Naval Research Laboratory Tropical Cyclone Demonstration Web Page: Plans and Upgrades

Thursday, 21 April 2016
Plaza Grand Ballroom (The Condado Hilton Plaza)
Kim A. Richardson, NRL, Monterey, CA; and R. L. Bankert and J. Cossuth

The Naval Research Laboratory's (NRL) tropical cyclone (TC) web page has enabled the global TC community to benefit from access to near real-time microwave imager/sounder imagery and derived products that assist in monitoring TC storm structure since 1997. Microwave sensors have the inherent advantage of seeing through non-raining clouds, thus mitigating a common problem associated with visible/Infrared (vis/IR) imagery that forms the bulk of the temporal sampling due to 30 minute or more rapid refresh afforded by geostationary sensors. NRL's Marine Meteorology Division in Monterey, CA (NRL-MRY) recognized the potential to use the SSM/I to map TC location, structure, and infer intensity, resulting in a public web page that contained near real-time SSM/I products focused on existing TCs as monitored by the National Hurricane Center (NHC, Miami, FL), the Joint Typhoon Warning Center (JTWC, Pearl Harbor, HI) and the Central Pacific Hurricane Center (CPHC, Honolulu, HI). This effort was only possible due to our close collaboration with the Fleet Numerical Meteorology and Oceanography Center (FNMOC) collocated in Monterey, CA with NRL-MRY and coordination with the Automated Tropical Cyclone Forecasting (ATCF) system. With time, a range of other satellite sensors was added to near real-time operations, including SSMIS, TMI, AMSR-E, and QuikSCAT.

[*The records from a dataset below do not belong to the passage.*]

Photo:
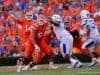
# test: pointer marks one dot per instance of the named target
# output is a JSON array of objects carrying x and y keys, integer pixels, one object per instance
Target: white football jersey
[
  {"x": 93, "y": 28},
  {"x": 61, "y": 32}
]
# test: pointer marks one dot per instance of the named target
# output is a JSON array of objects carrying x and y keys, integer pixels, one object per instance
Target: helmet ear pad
[
  {"x": 56, "y": 18},
  {"x": 29, "y": 15}
]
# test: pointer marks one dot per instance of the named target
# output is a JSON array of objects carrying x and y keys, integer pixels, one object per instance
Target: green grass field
[{"x": 63, "y": 70}]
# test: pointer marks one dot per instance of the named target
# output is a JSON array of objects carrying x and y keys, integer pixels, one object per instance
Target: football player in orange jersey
[
  {"x": 26, "y": 26},
  {"x": 40, "y": 43}
]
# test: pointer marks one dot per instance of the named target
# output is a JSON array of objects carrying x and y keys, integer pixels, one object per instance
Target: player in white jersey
[
  {"x": 91, "y": 36},
  {"x": 66, "y": 41}
]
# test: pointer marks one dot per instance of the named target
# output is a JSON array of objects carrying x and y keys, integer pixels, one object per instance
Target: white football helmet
[
  {"x": 56, "y": 18},
  {"x": 29, "y": 15},
  {"x": 85, "y": 14}
]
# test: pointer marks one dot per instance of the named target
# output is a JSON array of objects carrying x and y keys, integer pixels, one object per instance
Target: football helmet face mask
[
  {"x": 56, "y": 18},
  {"x": 85, "y": 14},
  {"x": 29, "y": 15}
]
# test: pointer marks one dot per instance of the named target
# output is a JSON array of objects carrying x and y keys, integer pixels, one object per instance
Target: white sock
[{"x": 51, "y": 63}]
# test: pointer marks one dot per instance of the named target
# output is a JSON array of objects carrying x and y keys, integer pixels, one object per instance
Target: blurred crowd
[{"x": 10, "y": 33}]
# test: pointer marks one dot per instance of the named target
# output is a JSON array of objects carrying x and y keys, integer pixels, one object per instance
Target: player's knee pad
[
  {"x": 88, "y": 43},
  {"x": 27, "y": 60}
]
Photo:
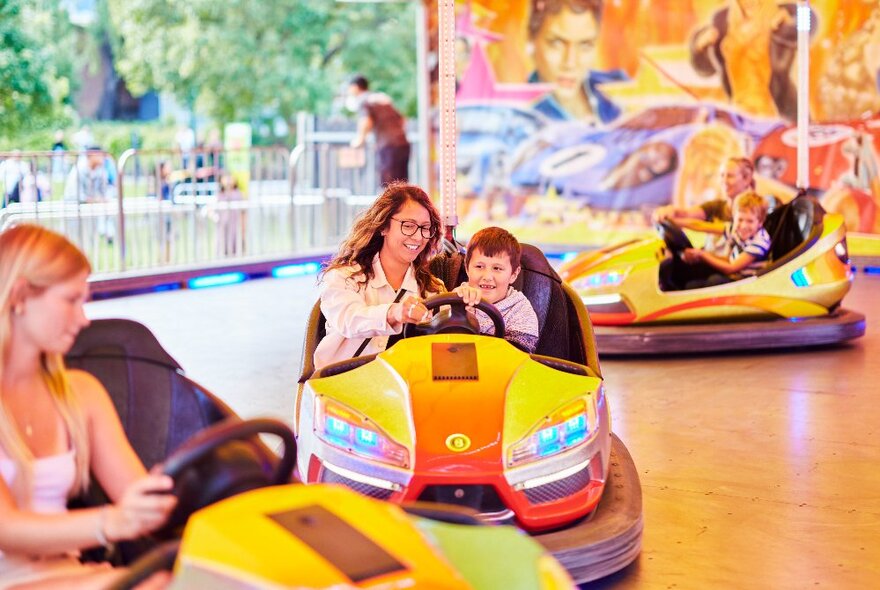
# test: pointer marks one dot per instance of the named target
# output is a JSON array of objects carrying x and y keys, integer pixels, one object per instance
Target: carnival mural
[{"x": 576, "y": 118}]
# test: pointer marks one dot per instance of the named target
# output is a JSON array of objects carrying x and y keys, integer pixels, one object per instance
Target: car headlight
[
  {"x": 599, "y": 280},
  {"x": 566, "y": 428},
  {"x": 349, "y": 430}
]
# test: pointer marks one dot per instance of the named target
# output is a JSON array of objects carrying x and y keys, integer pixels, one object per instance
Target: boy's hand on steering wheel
[{"x": 470, "y": 295}]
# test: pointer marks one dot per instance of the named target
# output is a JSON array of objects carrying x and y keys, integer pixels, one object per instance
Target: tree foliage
[
  {"x": 243, "y": 59},
  {"x": 36, "y": 62}
]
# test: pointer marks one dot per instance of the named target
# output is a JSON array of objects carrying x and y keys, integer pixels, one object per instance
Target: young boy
[
  {"x": 493, "y": 263},
  {"x": 747, "y": 242}
]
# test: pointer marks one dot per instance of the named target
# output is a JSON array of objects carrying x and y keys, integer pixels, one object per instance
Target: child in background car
[
  {"x": 746, "y": 241},
  {"x": 493, "y": 263}
]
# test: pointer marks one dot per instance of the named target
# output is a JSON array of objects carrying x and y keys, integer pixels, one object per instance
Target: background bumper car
[{"x": 640, "y": 308}]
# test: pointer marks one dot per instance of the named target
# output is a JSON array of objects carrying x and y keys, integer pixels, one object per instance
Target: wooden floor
[{"x": 758, "y": 470}]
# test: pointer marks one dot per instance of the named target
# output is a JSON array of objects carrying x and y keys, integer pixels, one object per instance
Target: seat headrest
[{"x": 121, "y": 338}]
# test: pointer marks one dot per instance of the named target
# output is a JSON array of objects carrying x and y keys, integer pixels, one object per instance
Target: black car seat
[
  {"x": 158, "y": 405},
  {"x": 564, "y": 328},
  {"x": 793, "y": 228}
]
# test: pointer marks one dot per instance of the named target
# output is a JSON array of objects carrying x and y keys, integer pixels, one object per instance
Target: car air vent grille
[
  {"x": 482, "y": 498},
  {"x": 559, "y": 489},
  {"x": 366, "y": 489},
  {"x": 454, "y": 361}
]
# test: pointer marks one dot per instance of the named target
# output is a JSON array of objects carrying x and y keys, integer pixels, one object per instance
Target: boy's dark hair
[
  {"x": 361, "y": 82},
  {"x": 492, "y": 241},
  {"x": 751, "y": 201}
]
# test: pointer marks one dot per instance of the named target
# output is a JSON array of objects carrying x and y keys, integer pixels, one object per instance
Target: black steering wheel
[
  {"x": 214, "y": 464},
  {"x": 674, "y": 237},
  {"x": 458, "y": 321},
  {"x": 220, "y": 462}
]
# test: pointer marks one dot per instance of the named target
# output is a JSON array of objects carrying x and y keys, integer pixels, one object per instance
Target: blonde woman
[
  {"x": 57, "y": 426},
  {"x": 380, "y": 277}
]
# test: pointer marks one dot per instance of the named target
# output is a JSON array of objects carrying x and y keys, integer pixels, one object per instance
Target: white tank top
[{"x": 53, "y": 477}]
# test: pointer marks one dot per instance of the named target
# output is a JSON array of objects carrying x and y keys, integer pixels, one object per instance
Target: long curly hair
[
  {"x": 365, "y": 239},
  {"x": 32, "y": 259}
]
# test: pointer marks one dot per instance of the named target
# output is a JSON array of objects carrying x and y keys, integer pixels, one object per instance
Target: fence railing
[{"x": 158, "y": 210}]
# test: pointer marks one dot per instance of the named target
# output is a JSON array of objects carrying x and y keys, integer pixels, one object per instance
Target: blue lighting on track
[
  {"x": 227, "y": 278},
  {"x": 295, "y": 270}
]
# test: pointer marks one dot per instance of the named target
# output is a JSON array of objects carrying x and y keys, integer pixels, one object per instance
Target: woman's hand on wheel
[
  {"x": 144, "y": 507},
  {"x": 410, "y": 310}
]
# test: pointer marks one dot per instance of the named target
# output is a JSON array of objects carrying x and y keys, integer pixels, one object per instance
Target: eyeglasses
[{"x": 409, "y": 228}]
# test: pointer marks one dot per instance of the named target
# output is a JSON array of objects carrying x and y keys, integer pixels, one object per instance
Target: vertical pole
[
  {"x": 803, "y": 118},
  {"x": 446, "y": 99},
  {"x": 424, "y": 91}
]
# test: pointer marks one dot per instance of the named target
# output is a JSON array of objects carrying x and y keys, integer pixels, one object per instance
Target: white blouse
[{"x": 357, "y": 311}]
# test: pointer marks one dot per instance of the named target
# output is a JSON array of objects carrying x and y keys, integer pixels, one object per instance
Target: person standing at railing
[
  {"x": 89, "y": 182},
  {"x": 377, "y": 114}
]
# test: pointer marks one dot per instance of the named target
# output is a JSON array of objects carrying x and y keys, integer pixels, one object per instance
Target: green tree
[
  {"x": 245, "y": 59},
  {"x": 35, "y": 66}
]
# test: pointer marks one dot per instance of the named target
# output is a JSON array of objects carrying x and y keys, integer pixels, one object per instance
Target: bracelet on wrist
[{"x": 100, "y": 534}]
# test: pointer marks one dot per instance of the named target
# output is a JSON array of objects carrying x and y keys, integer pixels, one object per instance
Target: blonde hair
[
  {"x": 365, "y": 239},
  {"x": 751, "y": 201},
  {"x": 33, "y": 259}
]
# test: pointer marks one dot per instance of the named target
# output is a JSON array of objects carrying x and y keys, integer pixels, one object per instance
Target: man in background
[{"x": 377, "y": 114}]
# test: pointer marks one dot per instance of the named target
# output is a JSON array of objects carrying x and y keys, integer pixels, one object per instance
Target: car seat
[
  {"x": 564, "y": 328},
  {"x": 158, "y": 405},
  {"x": 793, "y": 228}
]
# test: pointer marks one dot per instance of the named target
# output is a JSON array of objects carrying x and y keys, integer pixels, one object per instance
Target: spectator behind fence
[
  {"x": 228, "y": 216},
  {"x": 377, "y": 114},
  {"x": 89, "y": 182}
]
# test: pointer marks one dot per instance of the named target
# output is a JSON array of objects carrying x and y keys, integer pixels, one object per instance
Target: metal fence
[{"x": 162, "y": 210}]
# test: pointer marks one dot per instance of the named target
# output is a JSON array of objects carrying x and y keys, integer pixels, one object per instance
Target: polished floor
[{"x": 758, "y": 470}]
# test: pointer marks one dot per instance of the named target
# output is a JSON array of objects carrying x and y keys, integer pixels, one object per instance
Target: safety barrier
[{"x": 164, "y": 211}]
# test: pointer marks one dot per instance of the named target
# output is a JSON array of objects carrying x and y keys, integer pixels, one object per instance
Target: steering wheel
[
  {"x": 674, "y": 237},
  {"x": 459, "y": 321},
  {"x": 220, "y": 462},
  {"x": 214, "y": 464}
]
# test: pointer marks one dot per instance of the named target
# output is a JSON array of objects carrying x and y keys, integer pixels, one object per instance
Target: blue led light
[
  {"x": 547, "y": 435},
  {"x": 576, "y": 424},
  {"x": 550, "y": 449},
  {"x": 295, "y": 270},
  {"x": 800, "y": 278},
  {"x": 366, "y": 438},
  {"x": 337, "y": 427},
  {"x": 228, "y": 278}
]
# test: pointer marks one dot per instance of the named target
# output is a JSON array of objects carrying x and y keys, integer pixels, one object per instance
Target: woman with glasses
[{"x": 379, "y": 279}]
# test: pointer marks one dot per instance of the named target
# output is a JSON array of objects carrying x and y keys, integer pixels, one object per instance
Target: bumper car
[
  {"x": 449, "y": 415},
  {"x": 240, "y": 522},
  {"x": 794, "y": 301}
]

More recently, we have brought online the DMSP F-19 SSMIS and the NASA Global Precipitation Mission (GPM) Microwave Imager (GMI) via NASA/GSFC. Data latencies for F-19 SSMIS data is ~ 1-2 hours, while GMI is < 30 minutes with 5-6 km spatial resolution at 89 GHz providing advantages in mapping inner core structure. Additional microwave sensors capable of retrieving ocean surface wind vectors have been hosted using scatterometers (ASCAT) and NASA's RapidSCAT wind vectors are now included. The 900 km swath and 51.6 deg orbital inclination onboard the host International Space Station (ISS) complement the ASCAT data sets and thus increase the spatial and temporal sampling used by the various WMO and TC warning centers around the globe.

Efforts have begun on creating Himawari-8 AHI sensor products and making them available on the TC web page. Other current efforts and future plans include recalibration of the ice scattering channels to 89 GHz to reduce bias between sensors, remapping (cubic spline interpolation) of SSM/I and SSMIS data (the sensors with the coarsest spatial resolution) to a common oversampled grid with AMSR2 and GMI, and use of CIMSS ARCHER for recentering. A standardized database of both digital data and image products will be generated and made available to the TC community to compliment the near-realtime data. A study and application of a more sophisticated parallax correction scheme will be performed to provide increased confidence in the initialization of the TC center. Finally, the color tables used to visualize a TC were subjectively developed based on a small sample of cases observed by the SSM/I. Resolution and frequency changes since that time necessitate an expanded and quantitative revisiting of this visualization. Examples of these new research areas and visualization strategies will be shown.